De’VIA represents Deaf artists and perceptions based on their Deaf experiences. It uses formal art elements with the intention of expressing innate cultural or physical Deaf experience. These experiences may include Deaf metaphors, Deaf perspectives, and Deaf insight in relationship with the environment (both the natural world and Deaf cultural environment), spiritual and everyday life.

De’VIA can be identified by formal elements such as Deaf artists’ possible tendency to use contrasting colors and values, intense colors, contrasting textures. It may also most often include a centralized focus, with exaggeration or emphasis on facial features, especially eyes, mouths, ears, and hands. Currently, Deaf artists tend to work in human scale with these exaggerations, and not exaggerate the space around these elements.

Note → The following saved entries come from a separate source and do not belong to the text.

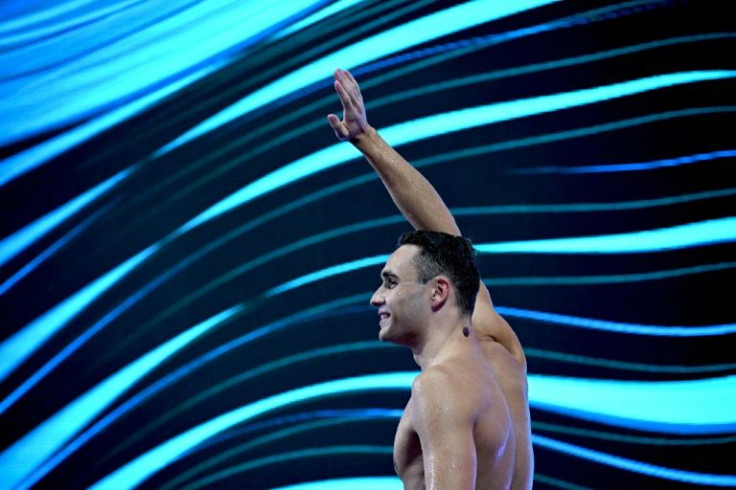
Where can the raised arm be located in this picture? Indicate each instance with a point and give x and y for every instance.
(412, 193)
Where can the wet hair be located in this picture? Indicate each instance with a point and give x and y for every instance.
(453, 256)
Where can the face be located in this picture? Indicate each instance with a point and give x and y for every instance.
(402, 301)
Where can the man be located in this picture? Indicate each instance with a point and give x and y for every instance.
(466, 424)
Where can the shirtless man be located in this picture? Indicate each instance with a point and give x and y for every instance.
(466, 424)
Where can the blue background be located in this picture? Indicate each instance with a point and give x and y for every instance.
(188, 253)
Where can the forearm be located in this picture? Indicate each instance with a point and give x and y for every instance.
(412, 193)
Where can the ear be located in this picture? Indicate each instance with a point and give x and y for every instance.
(440, 292)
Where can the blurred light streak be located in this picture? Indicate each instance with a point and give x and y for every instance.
(218, 476)
(444, 123)
(689, 235)
(414, 32)
(619, 327)
(142, 467)
(25, 455)
(358, 483)
(317, 420)
(625, 366)
(630, 167)
(606, 279)
(183, 42)
(635, 466)
(191, 366)
(20, 345)
(325, 12)
(51, 250)
(605, 401)
(14, 244)
(27, 160)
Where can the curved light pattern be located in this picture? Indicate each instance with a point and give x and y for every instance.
(322, 14)
(450, 122)
(365, 483)
(683, 236)
(410, 34)
(58, 244)
(186, 40)
(141, 468)
(316, 420)
(20, 240)
(607, 279)
(636, 466)
(211, 479)
(610, 402)
(24, 342)
(602, 400)
(619, 327)
(631, 167)
(20, 459)
(25, 161)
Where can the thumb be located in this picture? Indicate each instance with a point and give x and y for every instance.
(340, 130)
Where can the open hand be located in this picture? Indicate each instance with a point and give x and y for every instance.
(354, 122)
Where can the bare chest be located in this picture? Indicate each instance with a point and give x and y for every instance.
(408, 461)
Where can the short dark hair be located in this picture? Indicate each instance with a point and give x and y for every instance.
(453, 256)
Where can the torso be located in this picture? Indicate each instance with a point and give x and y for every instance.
(497, 382)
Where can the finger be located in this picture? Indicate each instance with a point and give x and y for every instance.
(354, 82)
(347, 102)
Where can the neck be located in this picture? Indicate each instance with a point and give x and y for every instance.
(440, 339)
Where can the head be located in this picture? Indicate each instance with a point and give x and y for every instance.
(428, 272)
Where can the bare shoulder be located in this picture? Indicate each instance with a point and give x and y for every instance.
(490, 327)
(446, 389)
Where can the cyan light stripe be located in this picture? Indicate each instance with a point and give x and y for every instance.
(325, 12)
(703, 406)
(328, 272)
(447, 123)
(358, 483)
(141, 468)
(619, 327)
(676, 237)
(601, 400)
(19, 460)
(20, 240)
(27, 160)
(23, 343)
(631, 167)
(144, 59)
(635, 466)
(409, 34)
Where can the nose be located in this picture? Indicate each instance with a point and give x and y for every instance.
(377, 299)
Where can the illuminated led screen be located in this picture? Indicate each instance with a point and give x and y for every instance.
(187, 252)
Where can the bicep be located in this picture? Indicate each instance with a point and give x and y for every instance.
(444, 421)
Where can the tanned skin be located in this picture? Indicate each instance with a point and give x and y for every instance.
(467, 422)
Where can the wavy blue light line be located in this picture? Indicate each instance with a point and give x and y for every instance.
(329, 10)
(183, 371)
(357, 483)
(14, 244)
(27, 160)
(629, 167)
(150, 56)
(24, 456)
(23, 343)
(409, 34)
(57, 245)
(635, 466)
(141, 468)
(600, 400)
(689, 235)
(449, 122)
(619, 327)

There is a difference between Deaf artists and De’VIA. Deaf artists are those who use art in any form, media, or subject matter, and who are held to the same artistic standards as other artists. De’VIA is created when the artist intends to express their Deaf experience through visual art. De’VIA may also be created by deafened or hearing artists, if the intention is to create work that is born of their Deaf experience (a possible example would be a hearing child of Deaf parents). It is clearly possible for Deaf artists not to work in the area of De’VIA.

While applied and decorative arts may also use the qualities of De’VIA (high contrast, centralized focus, exaggeration of specific features), this manifesto is specifically written to cover the traditional fields of visual fine arts (painting, sculpture, drawing, photography, printmaking) as well as alternative media when used as fine arts such as fiber arts, ceramics, neon, and collage.

Created in May, 1989, at The Deaf Way.

The signatories were:
Dr. Betty G. Miller, painter; Dr. Paul Johnston, sculptor; Dr. Deborah M. Sonnenstrahl, art historian; Chuck Baird, painter; Guy Wonder, sculptor; Alex Wilhite, painter; Sandi Inches Vasnick, fiber artist; Nancy Creighton, fiber artist; and Lai-Yok Ho, video artist.